I think you'll find a fair portion of your io buffering/cacheing is being
taken up with inodes. Given that squid already does cacheing of objects
in memory (or did last I checked :), then we can get away with not buffering
data read from disk - this is the assumption for the novm version, in reverse.
If that's the case, then by getting rid of filename->inode lookups, we do
away with the other large user of the fs buffers.

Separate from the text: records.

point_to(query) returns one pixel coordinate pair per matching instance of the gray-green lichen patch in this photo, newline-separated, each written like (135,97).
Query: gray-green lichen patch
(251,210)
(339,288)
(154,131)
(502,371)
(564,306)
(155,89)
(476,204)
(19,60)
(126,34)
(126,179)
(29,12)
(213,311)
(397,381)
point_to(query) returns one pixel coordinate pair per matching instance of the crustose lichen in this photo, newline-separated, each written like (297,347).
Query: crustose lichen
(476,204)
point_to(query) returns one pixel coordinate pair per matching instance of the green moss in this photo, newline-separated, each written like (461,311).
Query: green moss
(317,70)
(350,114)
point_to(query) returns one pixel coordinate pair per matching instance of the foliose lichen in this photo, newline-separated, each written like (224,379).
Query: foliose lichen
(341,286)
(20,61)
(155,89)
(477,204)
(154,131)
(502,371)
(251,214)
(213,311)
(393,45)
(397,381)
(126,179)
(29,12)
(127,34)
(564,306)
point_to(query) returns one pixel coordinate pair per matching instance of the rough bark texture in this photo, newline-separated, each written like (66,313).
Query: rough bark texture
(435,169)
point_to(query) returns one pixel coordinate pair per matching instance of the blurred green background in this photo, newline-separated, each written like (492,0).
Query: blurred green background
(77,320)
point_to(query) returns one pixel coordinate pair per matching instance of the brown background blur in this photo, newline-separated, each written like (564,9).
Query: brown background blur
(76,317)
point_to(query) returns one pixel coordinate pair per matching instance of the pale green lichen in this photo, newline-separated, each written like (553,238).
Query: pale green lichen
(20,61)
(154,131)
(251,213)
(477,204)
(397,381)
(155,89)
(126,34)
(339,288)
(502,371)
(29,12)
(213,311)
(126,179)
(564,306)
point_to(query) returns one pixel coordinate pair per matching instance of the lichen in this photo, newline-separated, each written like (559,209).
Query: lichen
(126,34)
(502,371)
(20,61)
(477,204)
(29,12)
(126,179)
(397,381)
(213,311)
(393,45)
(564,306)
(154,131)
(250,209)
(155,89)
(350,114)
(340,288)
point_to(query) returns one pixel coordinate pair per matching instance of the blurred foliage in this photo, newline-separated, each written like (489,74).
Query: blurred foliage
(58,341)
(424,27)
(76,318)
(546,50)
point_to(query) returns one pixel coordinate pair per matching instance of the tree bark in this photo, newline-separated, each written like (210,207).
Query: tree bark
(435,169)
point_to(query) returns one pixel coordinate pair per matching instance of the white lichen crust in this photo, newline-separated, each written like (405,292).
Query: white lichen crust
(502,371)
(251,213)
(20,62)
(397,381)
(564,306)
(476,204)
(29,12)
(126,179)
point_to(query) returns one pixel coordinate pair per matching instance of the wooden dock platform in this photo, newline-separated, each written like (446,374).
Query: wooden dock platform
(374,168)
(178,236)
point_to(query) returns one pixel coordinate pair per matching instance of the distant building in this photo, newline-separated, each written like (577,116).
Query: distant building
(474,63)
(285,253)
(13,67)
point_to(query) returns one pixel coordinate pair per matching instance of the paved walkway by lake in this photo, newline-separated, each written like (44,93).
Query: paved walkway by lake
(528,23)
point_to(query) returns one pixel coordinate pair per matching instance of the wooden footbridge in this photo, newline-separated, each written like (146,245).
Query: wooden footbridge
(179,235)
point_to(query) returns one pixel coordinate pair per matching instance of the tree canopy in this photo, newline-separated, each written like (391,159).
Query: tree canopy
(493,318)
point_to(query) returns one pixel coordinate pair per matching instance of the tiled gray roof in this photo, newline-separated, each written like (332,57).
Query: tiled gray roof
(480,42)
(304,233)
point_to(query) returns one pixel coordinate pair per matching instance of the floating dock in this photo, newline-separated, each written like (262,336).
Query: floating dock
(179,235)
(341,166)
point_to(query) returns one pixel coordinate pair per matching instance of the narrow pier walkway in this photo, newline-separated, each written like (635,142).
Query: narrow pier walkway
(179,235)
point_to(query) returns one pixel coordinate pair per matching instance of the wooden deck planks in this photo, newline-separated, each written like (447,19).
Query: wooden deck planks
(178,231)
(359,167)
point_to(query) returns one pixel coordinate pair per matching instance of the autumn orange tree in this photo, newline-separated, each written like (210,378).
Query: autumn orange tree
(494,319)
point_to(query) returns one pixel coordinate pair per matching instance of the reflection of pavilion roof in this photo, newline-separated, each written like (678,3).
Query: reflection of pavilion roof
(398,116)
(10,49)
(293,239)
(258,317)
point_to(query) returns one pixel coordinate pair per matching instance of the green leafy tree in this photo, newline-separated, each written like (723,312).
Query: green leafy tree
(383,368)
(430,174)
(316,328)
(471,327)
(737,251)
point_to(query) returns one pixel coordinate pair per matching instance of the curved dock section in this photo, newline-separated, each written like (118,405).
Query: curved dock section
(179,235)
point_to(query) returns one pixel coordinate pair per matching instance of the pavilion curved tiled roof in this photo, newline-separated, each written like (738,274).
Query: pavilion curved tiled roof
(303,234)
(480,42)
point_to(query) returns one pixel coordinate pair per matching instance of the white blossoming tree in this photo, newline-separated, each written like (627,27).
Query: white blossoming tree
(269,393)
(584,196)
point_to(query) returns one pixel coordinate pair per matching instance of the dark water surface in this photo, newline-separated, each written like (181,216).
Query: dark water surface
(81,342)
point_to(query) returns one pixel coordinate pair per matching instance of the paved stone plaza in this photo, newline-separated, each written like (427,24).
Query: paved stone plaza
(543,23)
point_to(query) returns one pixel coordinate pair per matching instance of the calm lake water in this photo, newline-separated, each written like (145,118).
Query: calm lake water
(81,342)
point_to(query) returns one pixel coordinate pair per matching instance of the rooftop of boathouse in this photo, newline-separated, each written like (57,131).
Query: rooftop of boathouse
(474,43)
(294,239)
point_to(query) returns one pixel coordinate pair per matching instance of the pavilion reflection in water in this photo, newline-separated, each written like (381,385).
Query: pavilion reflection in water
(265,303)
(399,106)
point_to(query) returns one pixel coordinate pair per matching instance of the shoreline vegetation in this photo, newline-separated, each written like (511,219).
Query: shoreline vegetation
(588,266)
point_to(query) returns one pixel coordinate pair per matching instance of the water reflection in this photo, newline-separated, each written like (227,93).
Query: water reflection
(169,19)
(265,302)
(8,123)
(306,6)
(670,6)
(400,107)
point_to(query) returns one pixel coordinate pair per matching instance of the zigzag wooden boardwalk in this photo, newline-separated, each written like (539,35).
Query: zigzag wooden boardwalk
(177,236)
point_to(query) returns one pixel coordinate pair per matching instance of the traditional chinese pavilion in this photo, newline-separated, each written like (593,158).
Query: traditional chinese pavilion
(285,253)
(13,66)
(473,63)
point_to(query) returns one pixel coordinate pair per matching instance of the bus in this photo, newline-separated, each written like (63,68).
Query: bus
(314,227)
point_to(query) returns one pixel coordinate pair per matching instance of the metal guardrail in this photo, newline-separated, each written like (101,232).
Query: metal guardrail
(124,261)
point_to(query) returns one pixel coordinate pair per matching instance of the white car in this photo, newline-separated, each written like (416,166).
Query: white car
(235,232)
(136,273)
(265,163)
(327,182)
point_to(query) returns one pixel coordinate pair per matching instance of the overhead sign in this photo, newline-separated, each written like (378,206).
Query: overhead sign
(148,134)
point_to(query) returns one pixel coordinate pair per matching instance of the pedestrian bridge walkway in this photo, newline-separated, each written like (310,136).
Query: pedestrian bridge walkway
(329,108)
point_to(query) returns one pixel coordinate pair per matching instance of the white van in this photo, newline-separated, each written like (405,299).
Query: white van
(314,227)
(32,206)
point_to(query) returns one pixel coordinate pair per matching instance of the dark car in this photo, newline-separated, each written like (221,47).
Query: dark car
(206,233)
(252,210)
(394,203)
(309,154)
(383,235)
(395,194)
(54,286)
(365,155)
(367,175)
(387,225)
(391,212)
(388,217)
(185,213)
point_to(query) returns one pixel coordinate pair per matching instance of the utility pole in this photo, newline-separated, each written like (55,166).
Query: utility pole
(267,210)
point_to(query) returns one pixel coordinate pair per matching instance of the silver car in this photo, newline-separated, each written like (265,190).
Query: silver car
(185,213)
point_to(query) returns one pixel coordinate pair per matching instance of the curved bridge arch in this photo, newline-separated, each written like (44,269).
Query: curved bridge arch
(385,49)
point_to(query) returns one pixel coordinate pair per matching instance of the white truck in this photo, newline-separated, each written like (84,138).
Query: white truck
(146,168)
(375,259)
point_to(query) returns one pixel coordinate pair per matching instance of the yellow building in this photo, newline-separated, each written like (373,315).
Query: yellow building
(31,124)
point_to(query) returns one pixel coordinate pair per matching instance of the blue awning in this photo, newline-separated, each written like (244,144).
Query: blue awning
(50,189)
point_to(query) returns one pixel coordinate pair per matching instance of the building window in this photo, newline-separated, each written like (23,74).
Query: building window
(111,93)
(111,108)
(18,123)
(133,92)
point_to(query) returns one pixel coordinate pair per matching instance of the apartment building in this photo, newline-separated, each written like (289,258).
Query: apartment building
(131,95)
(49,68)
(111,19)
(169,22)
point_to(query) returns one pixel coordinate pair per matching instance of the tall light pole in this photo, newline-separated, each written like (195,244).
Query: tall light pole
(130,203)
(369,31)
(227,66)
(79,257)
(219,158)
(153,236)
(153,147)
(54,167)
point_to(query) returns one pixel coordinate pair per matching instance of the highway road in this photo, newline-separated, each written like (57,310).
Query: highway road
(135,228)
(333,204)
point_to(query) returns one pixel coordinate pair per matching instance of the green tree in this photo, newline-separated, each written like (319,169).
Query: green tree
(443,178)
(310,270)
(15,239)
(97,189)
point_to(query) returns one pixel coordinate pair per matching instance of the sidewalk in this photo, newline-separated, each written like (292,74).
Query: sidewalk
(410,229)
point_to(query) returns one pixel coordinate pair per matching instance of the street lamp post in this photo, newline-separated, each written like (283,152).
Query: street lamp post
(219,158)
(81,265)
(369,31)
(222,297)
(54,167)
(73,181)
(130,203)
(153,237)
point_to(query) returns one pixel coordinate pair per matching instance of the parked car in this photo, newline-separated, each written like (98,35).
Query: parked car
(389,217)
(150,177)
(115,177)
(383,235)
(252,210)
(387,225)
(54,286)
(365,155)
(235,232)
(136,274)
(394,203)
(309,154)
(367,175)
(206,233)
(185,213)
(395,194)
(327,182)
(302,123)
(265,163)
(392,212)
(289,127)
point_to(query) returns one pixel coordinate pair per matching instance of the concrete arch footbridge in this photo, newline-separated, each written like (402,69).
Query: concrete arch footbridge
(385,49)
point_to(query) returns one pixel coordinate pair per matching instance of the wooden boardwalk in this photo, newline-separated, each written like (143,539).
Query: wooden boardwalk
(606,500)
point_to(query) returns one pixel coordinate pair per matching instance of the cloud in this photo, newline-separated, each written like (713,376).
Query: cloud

I don't think we _do_
need to implement the io cacheing you refer to above.

> > > I'd rather focus on changing squid's disk usage patterns in such a way
> > > that it would make it really easy for ufs and OS to do what we need.
> > > I believe there are tons of things we can do in that direction.
> >
> > I believe we're starting to cap out in this area. I understand very well
> > about disk optimisation and Squid is getting close to the end of things
> > it can do with regards to UFS without making big assumptions about what
> > an OS is doing and the disk layout. As for disk usage patterns, what
> > did you have in mind with regard to a system that is fairly random. We
> > already use the temporal and spatial locality inherent is cache operation
> > to make things work better. I'm open for any suggestions as to what more
> > can be done? Remember I'm after quantum leaps in performance, not just
> > 5% here and 10% there from minor fiddling.
>
> OK, I'll give it a try ;)
>
> To optimize disk io, we need first write down what makes it slow, why
> and what can be done about it. I guess noone will argue that the most
> slow thing in squid is file open, compared to subsequent reads/writes
> it is about 10 times slower. So this is the area of most speedup.
> Although unlink is even slower, I believe that it can be avoided and
> should be removed from squid if at all possible.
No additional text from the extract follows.